Si el paquete informa que se trata de una yerba orgánica, el sistema permitirá verificarlo. “Va a aparecer la certificación orgánica y va a tener plena confianza de que esa documentación no fue alterada”, afirmó.
Sobre la confiabilidad del sistema, Penayo destacó que la blockchain impide modificaciones posteriores.
“No me crea a mí. No tiene que creerle a la página.
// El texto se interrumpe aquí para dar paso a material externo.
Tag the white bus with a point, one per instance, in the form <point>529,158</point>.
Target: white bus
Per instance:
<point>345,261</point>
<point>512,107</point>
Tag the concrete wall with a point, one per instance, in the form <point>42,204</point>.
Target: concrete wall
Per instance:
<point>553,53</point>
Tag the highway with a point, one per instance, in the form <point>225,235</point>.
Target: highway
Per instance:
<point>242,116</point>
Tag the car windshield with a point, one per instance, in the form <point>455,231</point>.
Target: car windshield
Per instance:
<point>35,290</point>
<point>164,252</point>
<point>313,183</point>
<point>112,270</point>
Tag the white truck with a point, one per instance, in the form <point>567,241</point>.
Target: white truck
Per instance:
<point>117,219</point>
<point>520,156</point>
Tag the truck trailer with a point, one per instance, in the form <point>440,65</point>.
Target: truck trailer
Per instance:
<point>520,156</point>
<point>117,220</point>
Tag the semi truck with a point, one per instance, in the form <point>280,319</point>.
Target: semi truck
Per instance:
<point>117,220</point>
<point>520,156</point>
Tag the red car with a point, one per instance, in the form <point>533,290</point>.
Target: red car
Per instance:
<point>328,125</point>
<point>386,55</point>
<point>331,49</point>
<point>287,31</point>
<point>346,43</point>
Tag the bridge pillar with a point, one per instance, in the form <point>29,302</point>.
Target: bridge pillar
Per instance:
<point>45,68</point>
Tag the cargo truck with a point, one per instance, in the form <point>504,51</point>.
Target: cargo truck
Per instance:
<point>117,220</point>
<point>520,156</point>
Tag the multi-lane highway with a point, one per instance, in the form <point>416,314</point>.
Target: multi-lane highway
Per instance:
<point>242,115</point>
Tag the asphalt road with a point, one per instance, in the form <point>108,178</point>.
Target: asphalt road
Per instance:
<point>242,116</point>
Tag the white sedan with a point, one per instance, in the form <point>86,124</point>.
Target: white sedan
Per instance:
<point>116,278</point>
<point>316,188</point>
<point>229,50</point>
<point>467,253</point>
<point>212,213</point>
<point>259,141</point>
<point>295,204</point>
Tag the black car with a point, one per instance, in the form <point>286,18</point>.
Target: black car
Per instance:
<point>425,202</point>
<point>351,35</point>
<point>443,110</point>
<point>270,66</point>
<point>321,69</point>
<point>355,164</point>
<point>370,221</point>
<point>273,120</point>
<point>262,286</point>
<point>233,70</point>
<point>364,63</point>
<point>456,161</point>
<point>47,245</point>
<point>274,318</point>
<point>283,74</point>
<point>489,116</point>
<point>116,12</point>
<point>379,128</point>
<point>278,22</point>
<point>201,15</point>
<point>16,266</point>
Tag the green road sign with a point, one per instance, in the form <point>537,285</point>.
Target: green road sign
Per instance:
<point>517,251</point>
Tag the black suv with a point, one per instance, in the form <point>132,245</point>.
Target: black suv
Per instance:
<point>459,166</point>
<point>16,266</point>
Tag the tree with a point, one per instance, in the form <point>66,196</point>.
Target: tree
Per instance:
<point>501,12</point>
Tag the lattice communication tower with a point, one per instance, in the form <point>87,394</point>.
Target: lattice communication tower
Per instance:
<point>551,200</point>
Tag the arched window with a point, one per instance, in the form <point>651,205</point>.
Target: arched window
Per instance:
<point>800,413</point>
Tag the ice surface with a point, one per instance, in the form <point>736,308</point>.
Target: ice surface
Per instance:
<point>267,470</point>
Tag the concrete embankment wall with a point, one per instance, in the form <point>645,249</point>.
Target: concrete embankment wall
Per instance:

Lo que puede hacer es ir directamente a la cadena de bloques y ver los mismos datos”, sostuvo.
Y agregó una frase que sintetiza la filosofía de la herramienta: “No me crea a mí, que le crea a la matemática”.
Exportaciones, controles y lucha contra adulteraciones
El impulsor del proyecto aseguró que la trazabilidad también permitirá detectar inconsistencias dentro de la cadena productiva. “Si pesás 100 kilos de hoja verde, esos 100 kilos van a quedar registrados”, explicó.
De esa manera, cualquier diferencia entre el volumen de materia prima ingresada y el producto final elaborado quedará expuesta. “Si de repente de esos 100 kilos sacás más producto del que corresponde, salta al toque y lo vas a ver porque va a estar toda la cadena en un mapita”, indicó.
Además, señaló que uno de los principales obstáculos para expandir las exportaciones de yerba mate hacia mercados internacionales tiene que ver con la documentación exigida por los compradores.
“El mercado estadounidense y el mercado europeo cada vez se están abriendo más a la yerba por sus propiedades energéticas y antioxidantes”, explicó.
Sin embargo, agregó que “uno de los grandes inconvenientes es la trazabilidad y la documentación, porque son cosas que te piden”.
Por ello, consideró que la iniciativa puede convertirse en una herramienta clave para posicionar a la producción misionera en el exterior y garantizar mayores niveles de transparencia en toda la cadena productiva.